Monday, January 14, 2013

The Gift of Self Esteem

I don't know how it got here, but I know the day it did. I tweeted its arrival. An early and unexpected Christmas gift from the universe on December 22, 2012. For the last half of 2012, I was fascinated by a call for entries from an Eastern Michigan University senior fine arts major named Felicity Baker. She is double minoring in psychology with women and gender studies. The exhibition, during March (Women's History Month) will be head and shoulders renderings of what contributors understand about the looking-glass self. Presented by Charles Cooley in 1902, this theory purports, as Baker quotes, "I am not what I think I am and I am not what you think I am; I am what I think you think I am." Twisty, huh? It took a handful of weeks to even understand the concept. I've had several ideas of art to submit, but I am thinking in three-dimensional art, rather than flat art asked for submission. And I am thinking about whether this theory is true.
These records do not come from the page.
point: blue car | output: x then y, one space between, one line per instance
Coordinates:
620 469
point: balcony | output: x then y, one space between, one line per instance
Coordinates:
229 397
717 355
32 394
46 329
For me. In the long years of the past. Today. The art I imagined is a discarded frame hanging in my workroom. Around the edges I would paint "I have a framework. It is constant and divine."  True. All the wiggly bits and electricity and chemical compositions that make a human are there at the beginning. Centered in the frame on fishing line is a light. Small, bright. This is my essence. Powerful, as significant in every way as anything else in the cosmos. As mighty, as miniscule. True. In front of this incredible light would be transparent panels representing what has, and is, obscuring that light. 1st layer: painted with the parent brush. 2nd layer: painted with the peer brush. 3rd layer: drawn with the teacher pencils. And so on. Bosses, coworkers, lovers, enemies, circumstances. True. And understanding emerged. We have no way of knowing what others think of us. But we make it up. We absorb what our culture feels about us. We suffer for it. We do it to ourselves. For the last several months, I've been removing the painted layers from my mental work of art. When these obscuring layers are abandoned by me - because I am the person who keeps them installed and effective - when I remove the layers, what remains is my light. Small, powerful, steady, calm and bright. So bright. And on December 22, 2012, when I subconsciously reached for the veil, it wasn't there. None of them were. Self esteem. "I am what I know I am."